20 Zentimeter lange Klinge

Auf dem Weg dorthin fasste er den Ladendieb an den Jackenärmel und bemerkte dabei einen festen Gegenstand: ein Fleischermesser mit 20 Zentimeter langer Klinge, das sich der Mann unter den Arm geklemmt hatte. „Diebstahl mit Waffen“, lautet in solchen Fällen der Vorwurf und die gesetzliche Freiheitsstrafe bewegt sich dann in einem Strafrahmen zwischen sechs Monaten bis zu zehn Jahren Gefängnis. Die zuständige Amtsrichterin erließ deshalb direkt nach der Tat einen Haftbefehl.

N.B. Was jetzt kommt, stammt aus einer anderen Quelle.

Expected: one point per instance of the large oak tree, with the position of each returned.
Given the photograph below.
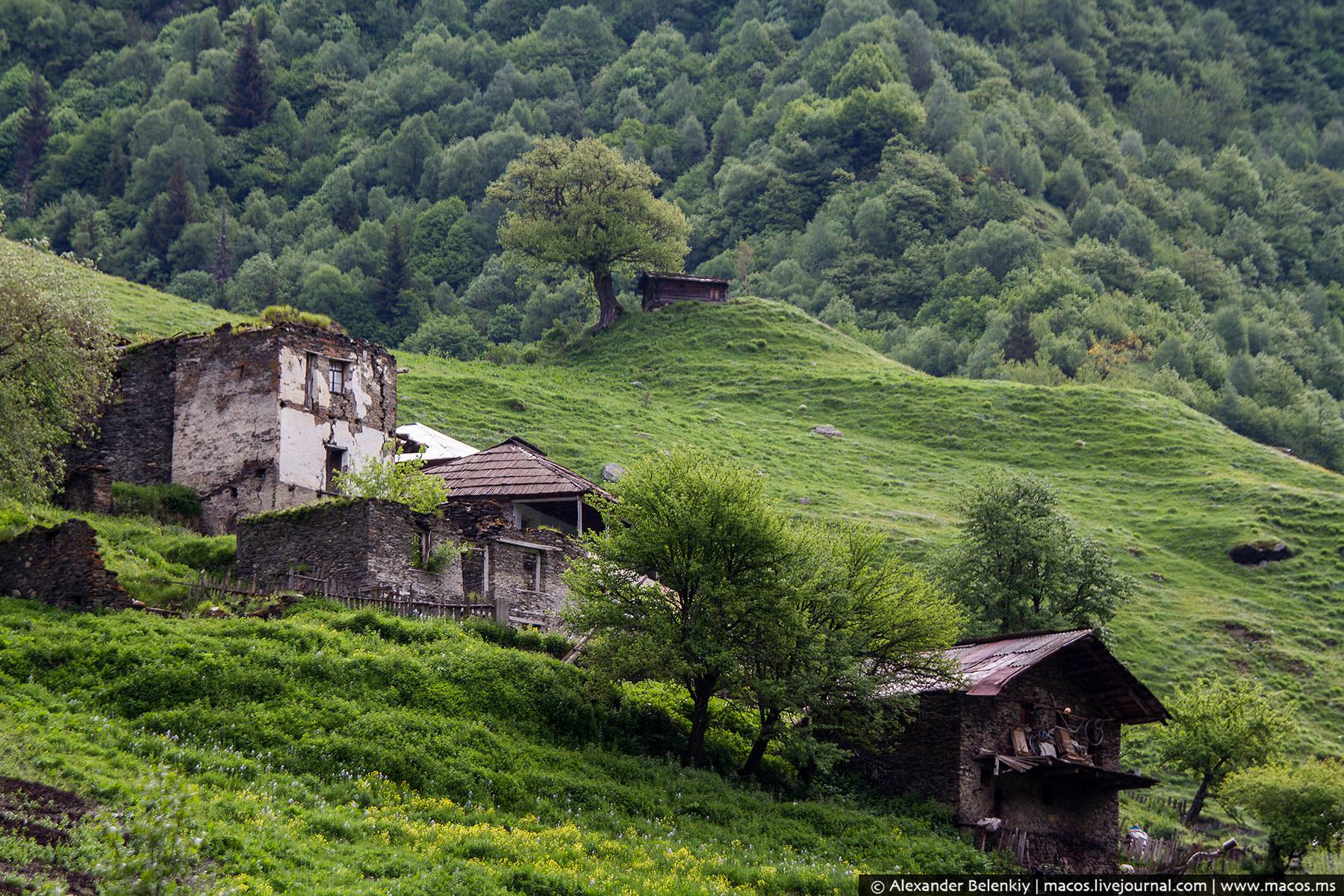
(579, 205)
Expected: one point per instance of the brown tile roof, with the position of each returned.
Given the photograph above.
(510, 469)
(989, 664)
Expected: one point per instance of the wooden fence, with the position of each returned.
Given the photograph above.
(399, 601)
(1157, 855)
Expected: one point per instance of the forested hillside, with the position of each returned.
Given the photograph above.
(1104, 191)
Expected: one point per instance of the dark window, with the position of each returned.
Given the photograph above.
(532, 570)
(336, 376)
(311, 379)
(335, 464)
(421, 550)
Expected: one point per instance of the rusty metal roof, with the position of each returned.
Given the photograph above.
(512, 467)
(989, 664)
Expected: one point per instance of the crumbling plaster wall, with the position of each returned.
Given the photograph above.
(312, 420)
(226, 423)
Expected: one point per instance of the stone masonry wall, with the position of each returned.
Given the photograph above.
(927, 756)
(511, 576)
(60, 566)
(358, 544)
(1071, 821)
(134, 437)
(226, 422)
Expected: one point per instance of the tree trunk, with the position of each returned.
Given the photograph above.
(608, 308)
(700, 695)
(752, 768)
(1196, 805)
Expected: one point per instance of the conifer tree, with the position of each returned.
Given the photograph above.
(249, 97)
(34, 131)
(394, 279)
(223, 254)
(171, 213)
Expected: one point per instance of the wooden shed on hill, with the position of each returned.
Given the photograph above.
(1028, 742)
(660, 289)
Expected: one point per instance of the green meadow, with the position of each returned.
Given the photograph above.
(352, 753)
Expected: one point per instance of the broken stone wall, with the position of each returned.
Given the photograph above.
(524, 568)
(134, 437)
(60, 566)
(359, 544)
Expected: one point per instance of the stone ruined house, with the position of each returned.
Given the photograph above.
(1028, 742)
(512, 509)
(250, 418)
(517, 512)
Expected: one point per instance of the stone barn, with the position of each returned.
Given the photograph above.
(517, 511)
(252, 418)
(1030, 742)
(658, 290)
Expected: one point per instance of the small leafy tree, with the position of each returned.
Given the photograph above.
(690, 556)
(402, 481)
(578, 203)
(1216, 729)
(1021, 564)
(55, 368)
(1300, 806)
(853, 621)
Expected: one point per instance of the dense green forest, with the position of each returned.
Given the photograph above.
(1142, 193)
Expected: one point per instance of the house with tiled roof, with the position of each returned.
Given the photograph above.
(517, 514)
(1024, 744)
(511, 511)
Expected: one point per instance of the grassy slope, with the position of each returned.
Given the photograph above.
(340, 753)
(137, 312)
(1136, 469)
(750, 381)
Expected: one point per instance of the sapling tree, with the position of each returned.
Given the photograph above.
(581, 205)
(691, 556)
(851, 623)
(55, 371)
(1021, 563)
(1216, 729)
(1300, 806)
(402, 481)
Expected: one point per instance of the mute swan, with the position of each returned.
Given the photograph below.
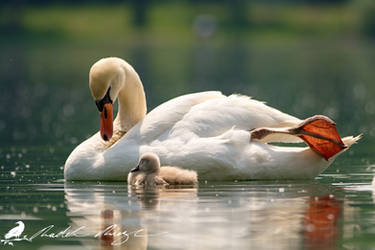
(207, 132)
(148, 172)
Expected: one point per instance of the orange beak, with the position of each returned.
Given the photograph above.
(106, 122)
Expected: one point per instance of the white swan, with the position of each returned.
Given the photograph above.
(207, 132)
(149, 173)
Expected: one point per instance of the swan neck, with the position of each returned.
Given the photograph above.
(132, 101)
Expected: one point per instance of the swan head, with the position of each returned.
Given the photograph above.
(148, 163)
(106, 79)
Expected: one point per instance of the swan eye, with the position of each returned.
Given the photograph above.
(106, 99)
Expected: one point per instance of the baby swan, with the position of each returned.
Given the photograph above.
(149, 173)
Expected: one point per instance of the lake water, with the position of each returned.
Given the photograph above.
(46, 110)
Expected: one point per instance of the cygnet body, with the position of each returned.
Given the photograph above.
(149, 173)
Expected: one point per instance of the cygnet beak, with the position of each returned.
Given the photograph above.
(134, 169)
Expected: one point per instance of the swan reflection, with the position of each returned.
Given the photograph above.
(213, 216)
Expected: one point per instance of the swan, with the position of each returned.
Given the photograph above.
(148, 172)
(16, 231)
(221, 137)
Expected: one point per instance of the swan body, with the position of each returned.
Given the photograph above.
(207, 132)
(149, 173)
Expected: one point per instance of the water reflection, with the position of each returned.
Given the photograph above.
(211, 216)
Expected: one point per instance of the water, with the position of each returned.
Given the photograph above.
(46, 110)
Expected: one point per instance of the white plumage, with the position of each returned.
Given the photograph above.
(207, 132)
(16, 231)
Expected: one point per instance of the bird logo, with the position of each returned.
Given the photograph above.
(16, 231)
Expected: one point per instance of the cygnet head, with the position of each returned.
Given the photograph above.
(148, 163)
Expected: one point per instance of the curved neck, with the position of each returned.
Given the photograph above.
(132, 101)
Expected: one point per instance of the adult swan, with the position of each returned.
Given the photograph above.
(221, 137)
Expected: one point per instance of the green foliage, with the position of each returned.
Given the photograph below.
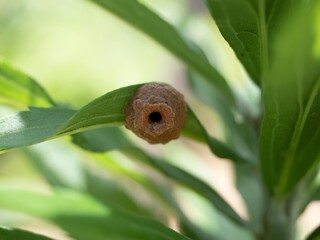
(275, 154)
(13, 234)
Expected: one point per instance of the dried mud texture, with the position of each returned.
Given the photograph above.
(157, 113)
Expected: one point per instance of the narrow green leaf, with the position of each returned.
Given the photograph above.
(195, 129)
(40, 124)
(15, 234)
(314, 235)
(239, 134)
(161, 31)
(84, 218)
(76, 175)
(174, 173)
(30, 127)
(16, 87)
(242, 24)
(291, 92)
(103, 111)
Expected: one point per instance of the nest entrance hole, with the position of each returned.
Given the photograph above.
(155, 117)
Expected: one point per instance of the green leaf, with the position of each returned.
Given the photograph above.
(88, 141)
(242, 24)
(161, 31)
(103, 111)
(16, 87)
(39, 124)
(291, 93)
(315, 235)
(76, 175)
(15, 234)
(34, 126)
(84, 218)
(239, 134)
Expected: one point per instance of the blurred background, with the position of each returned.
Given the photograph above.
(78, 52)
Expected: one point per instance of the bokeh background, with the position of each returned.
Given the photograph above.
(78, 52)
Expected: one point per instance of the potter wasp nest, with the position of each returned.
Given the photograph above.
(157, 113)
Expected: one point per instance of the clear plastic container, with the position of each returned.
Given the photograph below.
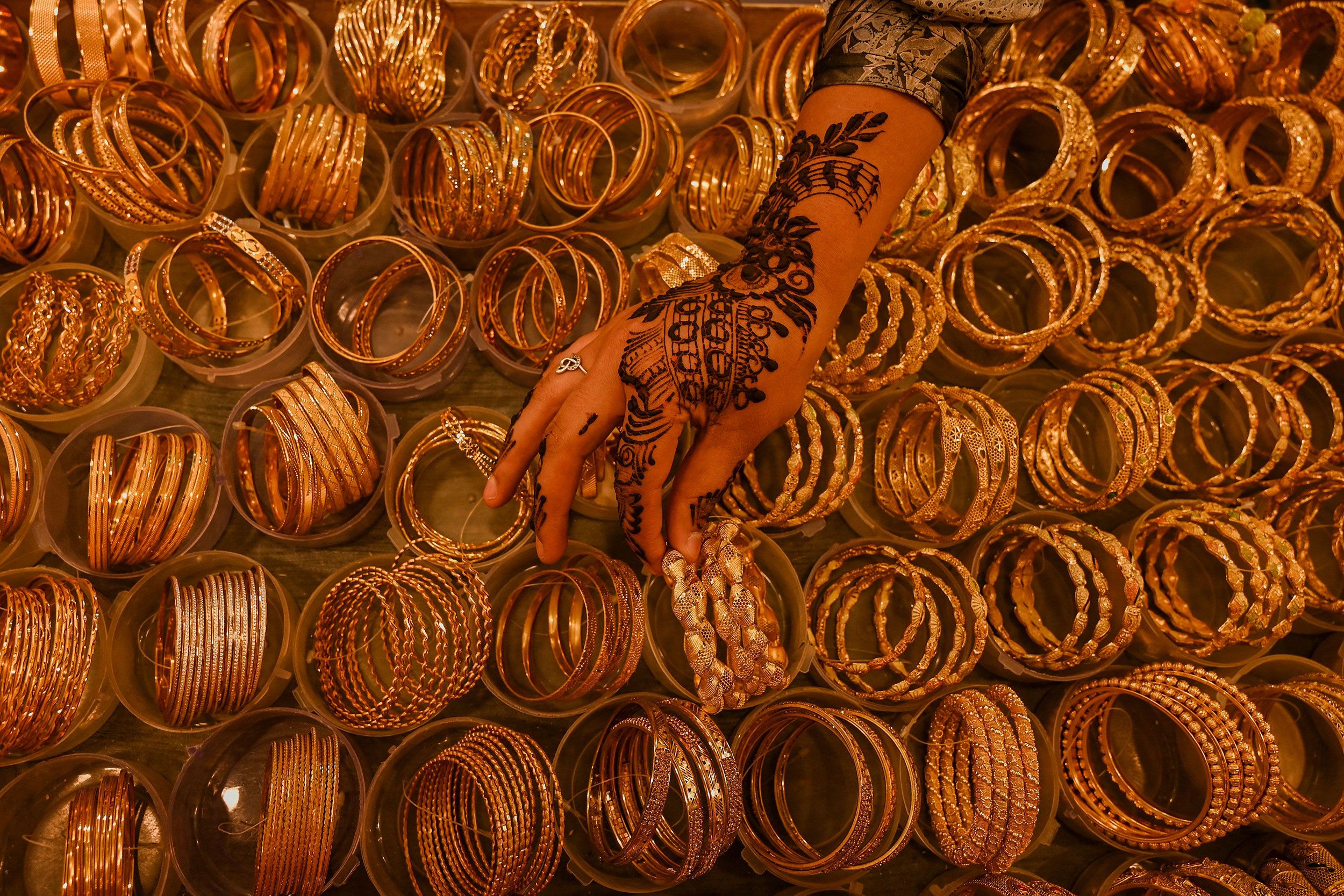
(33, 840)
(277, 358)
(141, 363)
(397, 326)
(337, 528)
(457, 93)
(218, 798)
(373, 210)
(65, 501)
(100, 699)
(917, 738)
(664, 652)
(135, 629)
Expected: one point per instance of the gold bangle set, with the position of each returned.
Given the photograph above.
(631, 813)
(49, 633)
(393, 54)
(272, 37)
(144, 152)
(482, 442)
(1124, 414)
(886, 801)
(945, 607)
(1189, 707)
(902, 307)
(726, 599)
(466, 182)
(210, 647)
(535, 297)
(238, 259)
(662, 82)
(925, 439)
(1261, 591)
(983, 777)
(537, 54)
(300, 811)
(313, 173)
(146, 504)
(512, 845)
(1108, 594)
(37, 202)
(727, 171)
(394, 647)
(834, 439)
(783, 71)
(316, 454)
(595, 622)
(103, 833)
(442, 329)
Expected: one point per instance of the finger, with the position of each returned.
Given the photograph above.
(705, 473)
(644, 454)
(593, 409)
(527, 429)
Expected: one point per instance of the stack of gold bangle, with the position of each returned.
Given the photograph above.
(570, 144)
(1315, 704)
(886, 802)
(991, 119)
(318, 456)
(112, 38)
(667, 836)
(394, 647)
(125, 168)
(909, 668)
(313, 173)
(1105, 618)
(143, 508)
(49, 632)
(537, 54)
(668, 264)
(272, 35)
(983, 777)
(514, 845)
(1300, 26)
(1261, 591)
(595, 620)
(531, 296)
(1129, 422)
(174, 328)
(466, 182)
(924, 436)
(101, 838)
(299, 816)
(1275, 207)
(929, 214)
(37, 200)
(902, 307)
(1088, 45)
(663, 82)
(783, 70)
(393, 54)
(442, 329)
(87, 319)
(729, 168)
(210, 647)
(1179, 299)
(1069, 261)
(834, 439)
(1136, 146)
(1191, 707)
(726, 597)
(482, 442)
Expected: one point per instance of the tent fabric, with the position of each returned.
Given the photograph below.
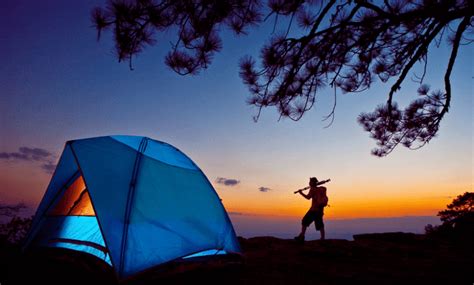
(133, 202)
(79, 233)
(75, 201)
(66, 171)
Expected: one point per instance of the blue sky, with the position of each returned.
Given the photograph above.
(58, 83)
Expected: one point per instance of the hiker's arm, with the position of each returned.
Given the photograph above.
(307, 196)
(324, 181)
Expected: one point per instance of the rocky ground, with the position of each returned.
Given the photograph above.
(392, 258)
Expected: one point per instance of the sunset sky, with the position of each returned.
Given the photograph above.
(57, 83)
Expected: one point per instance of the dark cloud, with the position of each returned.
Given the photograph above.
(49, 167)
(227, 181)
(31, 154)
(26, 153)
(264, 189)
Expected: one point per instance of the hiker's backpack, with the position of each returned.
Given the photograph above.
(325, 199)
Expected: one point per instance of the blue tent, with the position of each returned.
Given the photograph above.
(133, 202)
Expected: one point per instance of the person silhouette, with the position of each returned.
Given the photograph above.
(315, 214)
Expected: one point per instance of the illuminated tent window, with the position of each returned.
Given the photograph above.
(75, 201)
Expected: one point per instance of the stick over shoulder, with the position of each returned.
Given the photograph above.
(319, 183)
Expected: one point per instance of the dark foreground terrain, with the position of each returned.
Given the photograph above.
(392, 258)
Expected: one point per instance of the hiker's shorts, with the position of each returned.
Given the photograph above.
(315, 216)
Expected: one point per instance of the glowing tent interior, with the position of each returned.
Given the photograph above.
(133, 202)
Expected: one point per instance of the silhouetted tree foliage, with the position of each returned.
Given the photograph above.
(15, 228)
(458, 218)
(345, 45)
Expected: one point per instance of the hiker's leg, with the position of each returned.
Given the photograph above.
(323, 234)
(303, 230)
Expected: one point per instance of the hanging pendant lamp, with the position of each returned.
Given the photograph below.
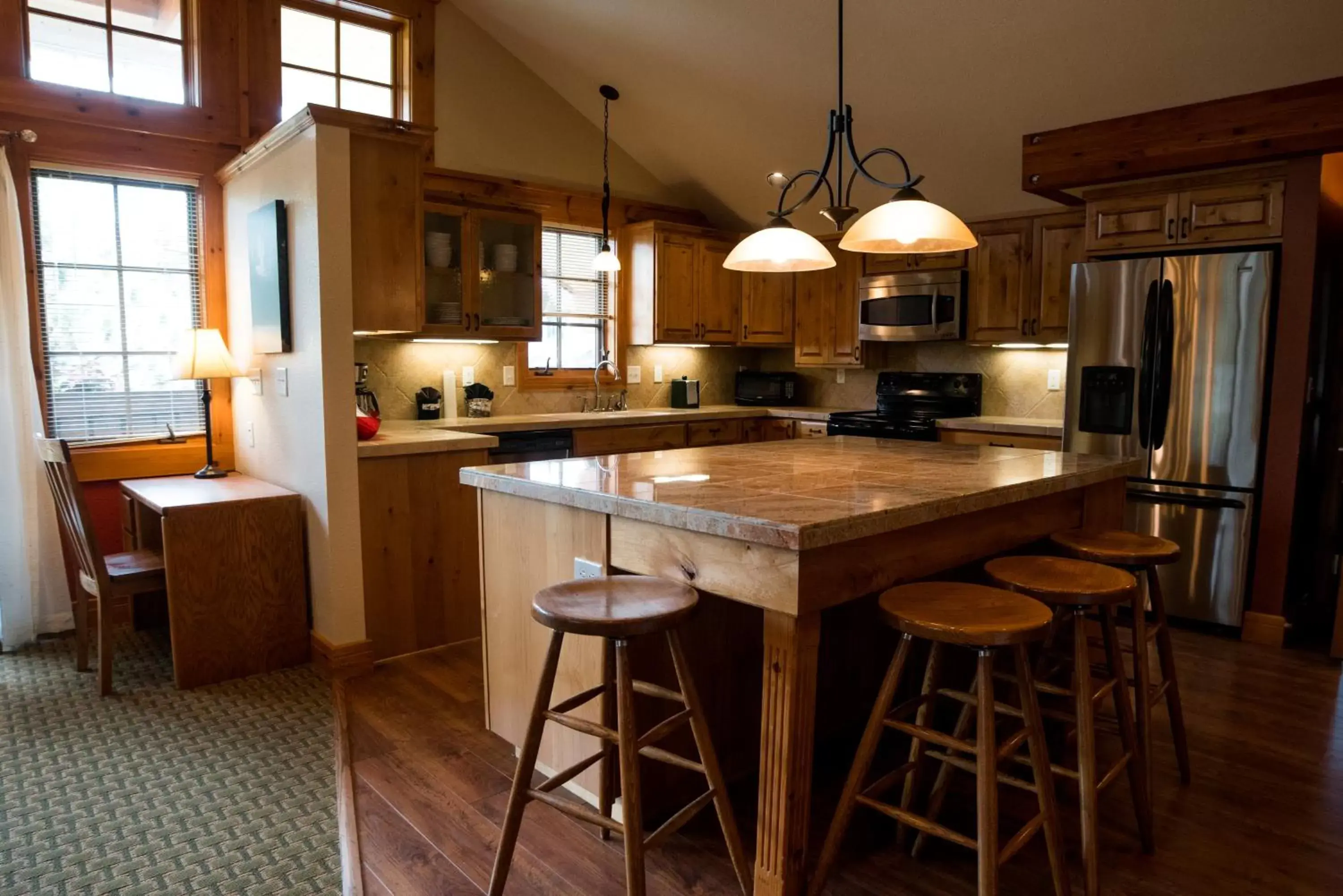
(908, 223)
(606, 260)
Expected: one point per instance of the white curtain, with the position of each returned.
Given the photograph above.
(34, 596)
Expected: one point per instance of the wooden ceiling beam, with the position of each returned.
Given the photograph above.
(1270, 125)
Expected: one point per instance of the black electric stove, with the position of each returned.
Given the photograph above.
(910, 406)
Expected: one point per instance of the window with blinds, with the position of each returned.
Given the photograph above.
(575, 303)
(119, 284)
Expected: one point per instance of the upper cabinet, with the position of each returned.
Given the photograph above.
(1020, 278)
(767, 303)
(680, 292)
(826, 332)
(1215, 214)
(483, 273)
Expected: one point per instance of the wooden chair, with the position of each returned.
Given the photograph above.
(618, 609)
(107, 581)
(1076, 589)
(1141, 555)
(986, 620)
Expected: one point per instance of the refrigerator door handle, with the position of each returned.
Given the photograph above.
(1165, 362)
(1147, 366)
(1186, 500)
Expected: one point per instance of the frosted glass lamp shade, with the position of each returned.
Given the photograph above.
(779, 247)
(203, 356)
(908, 223)
(606, 260)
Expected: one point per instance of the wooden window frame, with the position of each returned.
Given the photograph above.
(575, 378)
(188, 46)
(367, 17)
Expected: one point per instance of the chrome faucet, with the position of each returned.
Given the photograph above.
(597, 379)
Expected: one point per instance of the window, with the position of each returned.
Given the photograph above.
(119, 284)
(131, 47)
(575, 303)
(338, 58)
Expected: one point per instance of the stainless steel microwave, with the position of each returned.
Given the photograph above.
(912, 308)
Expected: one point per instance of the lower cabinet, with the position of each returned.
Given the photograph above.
(422, 585)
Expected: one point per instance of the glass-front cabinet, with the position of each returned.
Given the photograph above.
(483, 273)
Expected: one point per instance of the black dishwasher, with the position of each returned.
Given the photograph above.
(532, 445)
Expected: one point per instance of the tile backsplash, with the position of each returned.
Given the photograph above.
(1016, 380)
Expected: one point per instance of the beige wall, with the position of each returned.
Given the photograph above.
(305, 441)
(497, 117)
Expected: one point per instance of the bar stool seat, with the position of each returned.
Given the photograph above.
(617, 606)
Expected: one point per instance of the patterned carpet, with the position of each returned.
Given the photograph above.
(227, 789)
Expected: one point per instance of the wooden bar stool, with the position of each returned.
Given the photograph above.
(986, 620)
(1142, 554)
(618, 609)
(1078, 588)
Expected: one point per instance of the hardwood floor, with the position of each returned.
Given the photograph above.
(1264, 813)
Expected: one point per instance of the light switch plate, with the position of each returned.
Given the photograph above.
(586, 569)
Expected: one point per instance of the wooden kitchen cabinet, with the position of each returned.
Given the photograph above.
(1020, 278)
(1219, 213)
(479, 294)
(826, 331)
(767, 303)
(680, 292)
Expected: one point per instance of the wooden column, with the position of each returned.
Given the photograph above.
(787, 734)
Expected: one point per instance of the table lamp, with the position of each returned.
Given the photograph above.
(203, 356)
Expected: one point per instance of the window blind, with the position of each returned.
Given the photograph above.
(119, 284)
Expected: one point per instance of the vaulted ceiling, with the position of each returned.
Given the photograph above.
(719, 93)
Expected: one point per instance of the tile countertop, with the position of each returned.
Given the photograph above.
(1016, 425)
(426, 437)
(806, 494)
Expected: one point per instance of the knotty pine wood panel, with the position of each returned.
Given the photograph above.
(419, 549)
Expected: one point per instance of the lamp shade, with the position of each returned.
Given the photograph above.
(779, 247)
(203, 356)
(908, 223)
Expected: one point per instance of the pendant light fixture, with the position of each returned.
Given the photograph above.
(606, 260)
(908, 223)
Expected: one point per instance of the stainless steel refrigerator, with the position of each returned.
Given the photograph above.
(1166, 362)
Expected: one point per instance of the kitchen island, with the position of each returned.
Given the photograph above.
(790, 529)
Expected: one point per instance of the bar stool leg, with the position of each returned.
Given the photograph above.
(710, 759)
(606, 770)
(932, 674)
(861, 764)
(526, 768)
(1166, 652)
(632, 809)
(1041, 769)
(1139, 770)
(1087, 751)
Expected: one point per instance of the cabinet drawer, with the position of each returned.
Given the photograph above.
(714, 433)
(618, 439)
(1000, 439)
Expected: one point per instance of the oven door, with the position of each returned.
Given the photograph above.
(894, 309)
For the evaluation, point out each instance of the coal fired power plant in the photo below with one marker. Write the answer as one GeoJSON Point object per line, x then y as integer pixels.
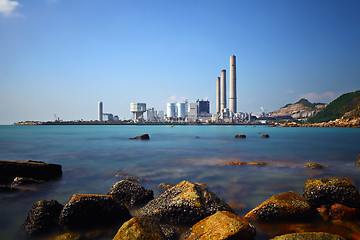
{"type": "Point", "coordinates": [221, 105]}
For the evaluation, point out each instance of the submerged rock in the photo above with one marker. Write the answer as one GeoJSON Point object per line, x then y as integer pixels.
{"type": "Point", "coordinates": [339, 211]}
{"type": "Point", "coordinates": [222, 225]}
{"type": "Point", "coordinates": [140, 228]}
{"type": "Point", "coordinates": [282, 207]}
{"type": "Point", "coordinates": [240, 136]}
{"type": "Point", "coordinates": [21, 181]}
{"type": "Point", "coordinates": [42, 218]}
{"type": "Point", "coordinates": [85, 211]}
{"type": "Point", "coordinates": [185, 203]}
{"type": "Point", "coordinates": [314, 166]}
{"type": "Point", "coordinates": [30, 169]}
{"type": "Point", "coordinates": [327, 191]}
{"type": "Point", "coordinates": [141, 137]}
{"type": "Point", "coordinates": [309, 236]}
{"type": "Point", "coordinates": [131, 193]}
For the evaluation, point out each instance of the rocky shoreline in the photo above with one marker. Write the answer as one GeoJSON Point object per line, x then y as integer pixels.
{"type": "Point", "coordinates": [328, 208]}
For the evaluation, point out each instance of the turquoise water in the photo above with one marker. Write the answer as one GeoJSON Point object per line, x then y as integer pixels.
{"type": "Point", "coordinates": [92, 155]}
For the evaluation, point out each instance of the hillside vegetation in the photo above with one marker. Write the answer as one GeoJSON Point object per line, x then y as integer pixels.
{"type": "Point", "coordinates": [336, 109]}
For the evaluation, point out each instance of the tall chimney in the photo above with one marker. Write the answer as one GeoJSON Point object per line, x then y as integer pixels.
{"type": "Point", "coordinates": [232, 90]}
{"type": "Point", "coordinates": [223, 90]}
{"type": "Point", "coordinates": [218, 95]}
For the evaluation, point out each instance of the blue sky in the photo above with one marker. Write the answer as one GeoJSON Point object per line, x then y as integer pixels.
{"type": "Point", "coordinates": [63, 56]}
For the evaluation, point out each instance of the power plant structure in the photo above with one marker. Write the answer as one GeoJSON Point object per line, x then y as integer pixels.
{"type": "Point", "coordinates": [138, 110]}
{"type": "Point", "coordinates": [221, 106]}
{"type": "Point", "coordinates": [100, 111]}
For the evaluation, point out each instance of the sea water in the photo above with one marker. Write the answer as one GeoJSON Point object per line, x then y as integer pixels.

Nachdem der Schokoladen-Dieb fünf Tage in Untersuchungshaft verbracht hatte, wurde er am Montagmittag Amtsrichter Kirschner vorgeführt. Mit einem festen Wohnsitz in Deutschland wäre er wohl gar nicht erst in Haft gekommen. Doch ohne festen Wohnsitz hierzulande bot es sich an, den Fall im beschleunigten Verfahren zu verhandeln. Der Ungar räumte die Tat ein, er hätte großen Hunger gehabt. In Deutschland wisse er nicht, wo er bleiben soll, ohne Wohnung und ohne Arbeit und ohne Geld: „Überall, wo ich hingehe, bin ich fremd. Aus Ungarn wurde ich auch weggejagt. Ich weiß nicht mehr, was ich machen soll.“

Letztlich eine Geldstrafe

Besser als den ihm zur Seite gestellten Pflichtverteidiger hätte der Angeklagte wohl einen Sozialarbeiter gebraucht. Aber schnell wurde, übersetzt durch einen Dolmetscher, deutlich, dass das während der Tat mitgeführte Schlachtermesser nicht dazu dienen sollte, die erbeuteten Schokoladen-Tafeln im Ernstfall zu verteidigen oder womöglich einen Ladendetektiv abzuwehren: „Das ist ganz wichtig, sonst säßen Sie beim Landgericht und wir wären beim Raub“, machte Richter Kirschner dem Angeklagten deutlich.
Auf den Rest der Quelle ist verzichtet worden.